Some people resist the assertions that the United States is still a bitterly racist society and that the racism has real effects on real people. But white folks have long cut other white folks a break. I know, because I am one of them.
I am not a genius–as I like to say, I’m not the sharpest knife in the drawer. I have been teaching full-time for six years, and I’ve published a reasonable amount of scholarship. Some of it is the unexceptional stuff one churns out to get tenure, and some of it, I would argue, actually is worth reading. I work hard, and I like to think that I’m a fairly decent teacher. Every once in awhile, I leave my office at the end of the day feeling like I really accomplished something. When I cash my paycheck, I don’t feel guilty.

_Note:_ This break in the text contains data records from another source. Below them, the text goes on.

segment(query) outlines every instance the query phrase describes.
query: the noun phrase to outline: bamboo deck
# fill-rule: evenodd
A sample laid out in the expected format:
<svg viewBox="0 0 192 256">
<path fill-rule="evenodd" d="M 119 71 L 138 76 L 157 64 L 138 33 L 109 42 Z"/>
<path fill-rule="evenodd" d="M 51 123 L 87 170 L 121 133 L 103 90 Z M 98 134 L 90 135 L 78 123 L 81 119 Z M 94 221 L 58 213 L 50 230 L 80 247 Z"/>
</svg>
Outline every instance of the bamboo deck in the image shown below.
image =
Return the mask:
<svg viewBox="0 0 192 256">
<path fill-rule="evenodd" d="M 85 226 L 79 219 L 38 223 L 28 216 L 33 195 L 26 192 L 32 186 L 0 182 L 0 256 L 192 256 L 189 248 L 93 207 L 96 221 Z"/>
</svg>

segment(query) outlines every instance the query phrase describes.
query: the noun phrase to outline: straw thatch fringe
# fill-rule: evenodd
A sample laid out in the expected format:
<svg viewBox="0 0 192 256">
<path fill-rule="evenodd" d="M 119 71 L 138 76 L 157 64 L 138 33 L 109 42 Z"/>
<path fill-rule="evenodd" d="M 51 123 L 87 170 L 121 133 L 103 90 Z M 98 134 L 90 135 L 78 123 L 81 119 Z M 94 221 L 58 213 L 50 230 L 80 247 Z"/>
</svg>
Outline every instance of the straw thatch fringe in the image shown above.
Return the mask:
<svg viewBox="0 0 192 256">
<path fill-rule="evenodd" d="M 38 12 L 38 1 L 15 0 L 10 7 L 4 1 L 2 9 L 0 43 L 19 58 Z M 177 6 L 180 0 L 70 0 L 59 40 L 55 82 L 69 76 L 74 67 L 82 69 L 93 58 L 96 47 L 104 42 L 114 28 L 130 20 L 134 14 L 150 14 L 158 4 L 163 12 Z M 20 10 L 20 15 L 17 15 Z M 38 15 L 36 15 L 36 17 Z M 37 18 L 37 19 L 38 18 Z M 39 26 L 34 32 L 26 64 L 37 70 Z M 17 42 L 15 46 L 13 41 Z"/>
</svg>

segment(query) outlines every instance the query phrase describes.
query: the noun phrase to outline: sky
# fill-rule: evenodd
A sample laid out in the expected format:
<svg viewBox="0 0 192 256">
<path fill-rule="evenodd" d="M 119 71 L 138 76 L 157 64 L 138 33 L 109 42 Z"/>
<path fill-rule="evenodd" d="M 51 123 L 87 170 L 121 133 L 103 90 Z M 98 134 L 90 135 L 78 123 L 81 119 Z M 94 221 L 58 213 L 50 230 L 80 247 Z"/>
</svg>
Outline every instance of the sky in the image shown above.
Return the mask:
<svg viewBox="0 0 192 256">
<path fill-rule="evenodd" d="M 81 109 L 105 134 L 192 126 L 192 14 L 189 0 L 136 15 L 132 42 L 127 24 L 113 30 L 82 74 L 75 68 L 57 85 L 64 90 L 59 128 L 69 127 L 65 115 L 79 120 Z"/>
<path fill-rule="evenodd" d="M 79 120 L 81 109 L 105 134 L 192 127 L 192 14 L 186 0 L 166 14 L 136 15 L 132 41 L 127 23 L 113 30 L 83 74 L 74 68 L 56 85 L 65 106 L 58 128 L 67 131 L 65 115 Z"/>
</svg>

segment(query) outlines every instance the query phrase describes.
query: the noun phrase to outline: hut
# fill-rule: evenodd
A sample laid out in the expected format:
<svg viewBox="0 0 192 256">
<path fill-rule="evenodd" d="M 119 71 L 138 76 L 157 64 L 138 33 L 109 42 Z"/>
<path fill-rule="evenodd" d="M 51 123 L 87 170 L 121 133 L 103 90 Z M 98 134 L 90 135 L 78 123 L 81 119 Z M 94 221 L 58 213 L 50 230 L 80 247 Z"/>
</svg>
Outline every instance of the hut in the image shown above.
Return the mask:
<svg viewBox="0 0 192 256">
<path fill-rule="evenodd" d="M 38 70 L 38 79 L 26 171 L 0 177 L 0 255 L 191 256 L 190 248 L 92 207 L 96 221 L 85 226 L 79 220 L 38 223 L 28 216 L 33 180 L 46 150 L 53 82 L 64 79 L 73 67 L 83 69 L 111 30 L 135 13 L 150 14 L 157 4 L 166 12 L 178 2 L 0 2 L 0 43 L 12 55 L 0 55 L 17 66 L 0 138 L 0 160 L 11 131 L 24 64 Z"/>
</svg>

But, all that said, I know I did not get where I am by merit alone. I benefited from, among other things, white privilege. That doesn’t mean that I don’t deserve my job, or that if I weren’t white I would never have gotten the job. It means simply that all through my life, I have soaked up benefits for being white. I grew up in fertile farm country taken by force from non-white indigenous people. I was educated in a well-funded, virtually all-white public school system in which I learned that white people like me made this country great. There I also was taught a variety of skills, including how to take standardized tests written by and for white people.
All my life I have been hired for jobs by white people. I was accepted for graduate school by white people. And I was hired for a teaching position at the predominantly white University of Texas, which had a white president, in a college headed by a white dean and in a department with a white chairman that at the time had one non-white tenured professor.